(My kids singing Michael Jackson's Ben)
It's given that we Filipinos love to eat and love to sing. Well, maybe not as much...we sing as long as we know that we can sing well...I mean others would shy away from the microphone but let them have a bottle of beer or two and they'd be ready to hit those high notes too. It's possible we got this liking to singing from the Japanese (though they were brief in staying there and it wasn't always a good memory of the war)...and it would have been better if we don't care about our voice as them...I mean have you heard all their cute-y songs? hehe My kids love singing along with those songs...
It has been customary to have a karaoke party with friends when we're home and not only do I enjoy it...my kids would battle over the microphones (so whenever possible, I ask for 2 or more). So we had such fun when we went to a get together with my highschool buddies...with my best friend now based in Doha also coming back home and his ex (ehehe) who also went home then.
We sang Michael Jackson, Carpenters and other classics or any song we know that would evoke memories of those around us...doesn't matter if that's fond or painful.lol.
As mentioned, we love to eat too and you know with all those singing you really easily get tired. So what did we have then? Korean beef...sweet and tender with veggies on the side (bean sprouts, carrot strips, red bell pepper and onions sauteed in butter.)
Pancit or pansit is the term for noodles in Filipino cuisine. Noodles were introduced into the Philippines by the Chinese and have since been adopted into the local cuisine. The term pancit is derived from the Hokkien pian i sit (Chinese: 便ê食; Pe̍h-ōe-jī: piān-ê-si̍t) which means "something conveniently cooked fast."
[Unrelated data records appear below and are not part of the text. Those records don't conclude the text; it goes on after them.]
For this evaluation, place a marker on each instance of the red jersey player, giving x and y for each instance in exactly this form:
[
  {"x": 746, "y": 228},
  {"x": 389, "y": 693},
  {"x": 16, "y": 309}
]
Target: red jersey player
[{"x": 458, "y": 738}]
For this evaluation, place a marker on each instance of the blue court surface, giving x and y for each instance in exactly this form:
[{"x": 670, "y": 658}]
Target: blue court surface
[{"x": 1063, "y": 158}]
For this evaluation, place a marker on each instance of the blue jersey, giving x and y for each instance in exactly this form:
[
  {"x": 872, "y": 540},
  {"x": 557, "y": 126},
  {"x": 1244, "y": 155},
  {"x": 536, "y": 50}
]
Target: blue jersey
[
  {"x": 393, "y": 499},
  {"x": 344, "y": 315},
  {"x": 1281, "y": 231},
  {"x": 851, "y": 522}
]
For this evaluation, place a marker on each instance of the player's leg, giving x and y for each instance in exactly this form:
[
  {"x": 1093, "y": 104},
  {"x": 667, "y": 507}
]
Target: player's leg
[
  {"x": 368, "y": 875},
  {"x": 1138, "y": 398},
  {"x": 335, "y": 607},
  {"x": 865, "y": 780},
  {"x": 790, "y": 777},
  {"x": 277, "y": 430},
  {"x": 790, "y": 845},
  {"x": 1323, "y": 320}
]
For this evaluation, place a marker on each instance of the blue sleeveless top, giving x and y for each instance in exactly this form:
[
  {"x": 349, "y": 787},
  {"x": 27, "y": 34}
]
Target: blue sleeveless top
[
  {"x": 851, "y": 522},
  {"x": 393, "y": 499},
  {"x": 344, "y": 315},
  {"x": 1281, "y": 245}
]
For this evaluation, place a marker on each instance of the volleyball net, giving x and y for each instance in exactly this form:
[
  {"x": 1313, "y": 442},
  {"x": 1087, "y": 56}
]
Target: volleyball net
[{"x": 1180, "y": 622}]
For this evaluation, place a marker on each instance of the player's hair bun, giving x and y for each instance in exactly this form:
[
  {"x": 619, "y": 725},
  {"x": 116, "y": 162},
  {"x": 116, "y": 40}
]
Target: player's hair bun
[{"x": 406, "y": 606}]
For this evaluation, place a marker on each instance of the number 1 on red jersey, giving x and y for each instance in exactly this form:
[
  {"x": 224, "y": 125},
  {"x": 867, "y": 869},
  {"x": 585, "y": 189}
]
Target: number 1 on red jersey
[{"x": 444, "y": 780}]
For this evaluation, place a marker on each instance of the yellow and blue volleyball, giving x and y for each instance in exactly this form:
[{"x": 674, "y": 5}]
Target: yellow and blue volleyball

Pancit malabon (above photo), is a stir-fried noodle dish, which originated in Malabon City, Metro Manila, Philippines. It has a yellow-orange color due to its sauce that includes patis (fish sauce) and crab fat. Its toppings draw heavily from the fresh seafood that is available in the area and may include fresh shrimp, squid, oysters, and hard-boiled duck or hen eggs, as well as pork.
Pancit bihon is the type usually associated with the word "pancit", very thin rice noodles fried with soy sauce some citrus, possibly with patis, and some variation of sliced meat and chopped vegetables. The exact bihon composition depends on someone's personal recipe but usually, Chinese sausage and cabbage are the basic ingredients in a pancit bihon.
We also had puto (steamed rice cake) with a greenish color...blame the pandan flavor for it, which was really yummy! We enjoy puto everytime of the day, though it's mostly categorized under dessert, it can also be eaten as breakfast. It's filling being made from rice.
Lumpiang Sariwa, or fresh spring rolls in English, consist of minced ubod (heart of palm), flaked chicken, crushed peanuts, and turnips as an extender in a double wrapping of lettuce leaf and a yellowish egg crepe. The accompanying sauce is made from chicken or pork stock, a starch mixture, and fresh garlic. This variety is not fried and is usually around 2 inches in diameter and 6 inches in length; it is also the most popular among the Filipino variants. This is my favorite especially when it's served with my mom's homemade sauce.
We also had roast whole chicken then and sans rival and crunch as additional desserts...I can't locate my photos though lol. I think this is a feast in itself. I'm grateful that even for a little while I was able to see my friends and the kids get to know them and their kids as well.